関山 徹
放送大学鹿児島学習センター客員教授


聴くことは特に意識することなく毎日の生活のなかで自然に行っている行為ですが、私の専門分野である臨床心理学ではとても大切にされている営みです。今回は、松木邦裕氏(『耳の傾け方』岩崎学術出版社、2015年)の《支持的な聴き方》という考え方を使って、そのコツを紹介をしてみたいと思います。
松木氏は精神分析学派の高名な精神科医なのですが、その《支持的な聴き方》をさまざまな流派に共通する基礎的な聴き方として位置づけて、「こころを聴き取るには、私たちが私たち自身のこころを使って聴くことが求められるのです」と述べています。その上で、松木氏は多層的な聴き方が必要であると説いて4つのステップを示しています。

多層的な聴き方のイメージ図
最も土台となるステップ①は「基本的な聴き方」です。

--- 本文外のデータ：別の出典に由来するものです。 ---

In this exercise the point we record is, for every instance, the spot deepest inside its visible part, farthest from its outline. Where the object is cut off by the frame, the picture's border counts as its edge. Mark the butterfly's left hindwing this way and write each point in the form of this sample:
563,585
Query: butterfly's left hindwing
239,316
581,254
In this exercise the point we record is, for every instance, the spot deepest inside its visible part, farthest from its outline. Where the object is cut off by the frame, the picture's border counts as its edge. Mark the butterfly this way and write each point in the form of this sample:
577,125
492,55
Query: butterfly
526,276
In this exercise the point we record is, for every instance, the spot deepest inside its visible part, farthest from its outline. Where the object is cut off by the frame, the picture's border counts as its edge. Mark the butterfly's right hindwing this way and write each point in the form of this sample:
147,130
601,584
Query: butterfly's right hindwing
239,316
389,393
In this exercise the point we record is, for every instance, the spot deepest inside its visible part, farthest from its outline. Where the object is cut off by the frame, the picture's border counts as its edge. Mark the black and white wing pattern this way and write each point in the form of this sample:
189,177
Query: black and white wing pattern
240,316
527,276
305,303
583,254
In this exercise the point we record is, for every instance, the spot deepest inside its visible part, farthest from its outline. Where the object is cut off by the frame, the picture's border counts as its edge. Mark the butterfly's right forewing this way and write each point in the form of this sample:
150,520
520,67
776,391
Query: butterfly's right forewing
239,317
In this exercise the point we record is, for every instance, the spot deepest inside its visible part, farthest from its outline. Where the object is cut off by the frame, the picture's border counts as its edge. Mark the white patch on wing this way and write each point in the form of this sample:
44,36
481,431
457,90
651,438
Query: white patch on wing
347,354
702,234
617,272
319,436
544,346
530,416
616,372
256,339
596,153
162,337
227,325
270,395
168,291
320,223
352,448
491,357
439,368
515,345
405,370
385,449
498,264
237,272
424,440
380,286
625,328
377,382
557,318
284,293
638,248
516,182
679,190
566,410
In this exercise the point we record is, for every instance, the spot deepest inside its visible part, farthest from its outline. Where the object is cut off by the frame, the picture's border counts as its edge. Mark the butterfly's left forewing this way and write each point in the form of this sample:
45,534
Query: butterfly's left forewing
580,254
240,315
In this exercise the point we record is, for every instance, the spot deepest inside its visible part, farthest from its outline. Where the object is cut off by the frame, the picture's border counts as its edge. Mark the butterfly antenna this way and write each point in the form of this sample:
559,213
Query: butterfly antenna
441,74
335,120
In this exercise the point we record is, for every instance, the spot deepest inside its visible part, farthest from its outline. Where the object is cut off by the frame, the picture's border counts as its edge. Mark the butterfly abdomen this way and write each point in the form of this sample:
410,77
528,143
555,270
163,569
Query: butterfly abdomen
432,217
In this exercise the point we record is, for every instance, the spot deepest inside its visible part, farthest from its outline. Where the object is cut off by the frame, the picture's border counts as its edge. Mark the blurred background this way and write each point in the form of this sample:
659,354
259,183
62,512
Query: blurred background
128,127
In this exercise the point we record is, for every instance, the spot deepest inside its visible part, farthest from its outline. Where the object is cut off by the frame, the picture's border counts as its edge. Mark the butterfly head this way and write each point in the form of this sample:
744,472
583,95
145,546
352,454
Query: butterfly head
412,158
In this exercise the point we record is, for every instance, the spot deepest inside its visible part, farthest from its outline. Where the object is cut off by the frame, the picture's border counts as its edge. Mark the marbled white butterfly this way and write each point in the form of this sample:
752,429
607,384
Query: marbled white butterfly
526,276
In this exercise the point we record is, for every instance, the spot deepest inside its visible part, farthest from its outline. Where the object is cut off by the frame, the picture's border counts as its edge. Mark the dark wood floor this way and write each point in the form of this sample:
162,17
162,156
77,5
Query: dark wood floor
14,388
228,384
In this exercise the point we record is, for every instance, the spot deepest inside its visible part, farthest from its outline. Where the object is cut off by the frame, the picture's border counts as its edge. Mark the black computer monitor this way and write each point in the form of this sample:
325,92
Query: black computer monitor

ここでは「批判を入れず、ひたすら耳を傾け」ていきます。いわば語り手の話を全身でまるごと受けとめるイメージです。これが世間で普通に受けとめられている傾聴の姿だろうと思いますが、プロフェッショナルな聴き方としては入口にすぎません。
次いでステップ②では、「離れて聴く」ことに重点が置かれ、客観的な聴き方も併用していきます。ちょっと離れたところから心理的事実を観察するように聴くイメージです。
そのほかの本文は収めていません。